The figure below does not show the word “development” as it does not indicate a clear research interest. I kept the word “learning” because the data indicated “machine learning” and “deep learning” which would come to mind as research interests. I removed the word “development” from the .txt file, repeated the process in the first paragraph, and employed a second cleaning.
I read in the research statements directory with the DirSource function. I created Corpuses for the research statements with the VCorpus function in R. More steps were employed with the research statements as compared to the research interest keywords. The original word count for research statements was 1,943 and the count decreased during the text cleaning process. I converted words to lowercase with the content_transformer function. I removed punctuations with the removePunctuation function as punctuations are counted as words. The word count decreased to 1,888. Stop words were removed with the removeWords and stopwords functions. The word count decreased to 1275. You can stem words as part of the text cleaning process but I intentionally did not perform this function. I depicted the top words in research statements with ggplot2.

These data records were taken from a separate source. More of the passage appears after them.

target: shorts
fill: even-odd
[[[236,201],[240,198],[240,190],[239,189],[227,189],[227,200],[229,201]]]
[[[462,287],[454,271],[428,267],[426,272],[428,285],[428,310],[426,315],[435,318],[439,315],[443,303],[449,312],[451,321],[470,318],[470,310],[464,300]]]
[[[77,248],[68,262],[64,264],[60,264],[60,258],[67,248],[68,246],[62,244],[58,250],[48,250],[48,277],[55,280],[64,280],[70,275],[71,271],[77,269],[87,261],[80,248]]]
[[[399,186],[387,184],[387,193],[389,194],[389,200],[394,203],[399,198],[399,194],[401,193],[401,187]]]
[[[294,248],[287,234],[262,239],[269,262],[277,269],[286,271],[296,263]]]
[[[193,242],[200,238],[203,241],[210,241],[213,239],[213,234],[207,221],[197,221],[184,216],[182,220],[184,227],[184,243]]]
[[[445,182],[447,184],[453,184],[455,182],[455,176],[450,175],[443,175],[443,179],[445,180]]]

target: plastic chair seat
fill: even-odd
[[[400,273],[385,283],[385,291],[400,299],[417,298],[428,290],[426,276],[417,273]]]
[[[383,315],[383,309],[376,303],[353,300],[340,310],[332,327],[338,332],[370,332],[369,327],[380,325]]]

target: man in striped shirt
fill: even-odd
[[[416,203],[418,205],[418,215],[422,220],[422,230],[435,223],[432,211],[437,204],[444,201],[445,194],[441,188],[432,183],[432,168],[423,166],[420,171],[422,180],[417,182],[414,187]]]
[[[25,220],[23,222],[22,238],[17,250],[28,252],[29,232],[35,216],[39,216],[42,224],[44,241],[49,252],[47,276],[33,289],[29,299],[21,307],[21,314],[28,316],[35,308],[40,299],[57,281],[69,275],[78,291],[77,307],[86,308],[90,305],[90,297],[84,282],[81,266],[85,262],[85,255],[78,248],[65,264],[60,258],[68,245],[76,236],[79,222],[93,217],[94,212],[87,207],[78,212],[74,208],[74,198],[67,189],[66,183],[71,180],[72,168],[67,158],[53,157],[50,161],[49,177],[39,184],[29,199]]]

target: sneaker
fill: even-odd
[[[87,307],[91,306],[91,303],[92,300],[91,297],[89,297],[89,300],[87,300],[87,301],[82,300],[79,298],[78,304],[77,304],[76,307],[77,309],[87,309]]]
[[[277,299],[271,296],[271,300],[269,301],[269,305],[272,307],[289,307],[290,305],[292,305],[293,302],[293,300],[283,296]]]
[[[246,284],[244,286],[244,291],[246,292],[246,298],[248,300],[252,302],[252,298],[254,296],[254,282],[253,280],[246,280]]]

The figure below does not show “research”, “using”, “work”, “development”, and “well” as compared to the figure above. I removed the words from the .txt file, repeated the process in the previous paragraph, and employed a second cleaning.
Bigrams are two words paired in a text sequence and were created with the NGramTokenizer and Weka_control functions to identify high frequency of paired words in research statements. The top bigrams are data analysis, data science, heat transfer, machine learning, and transition state.
Please note the RScripts and outputs were preceded with many steps that are not depicted above.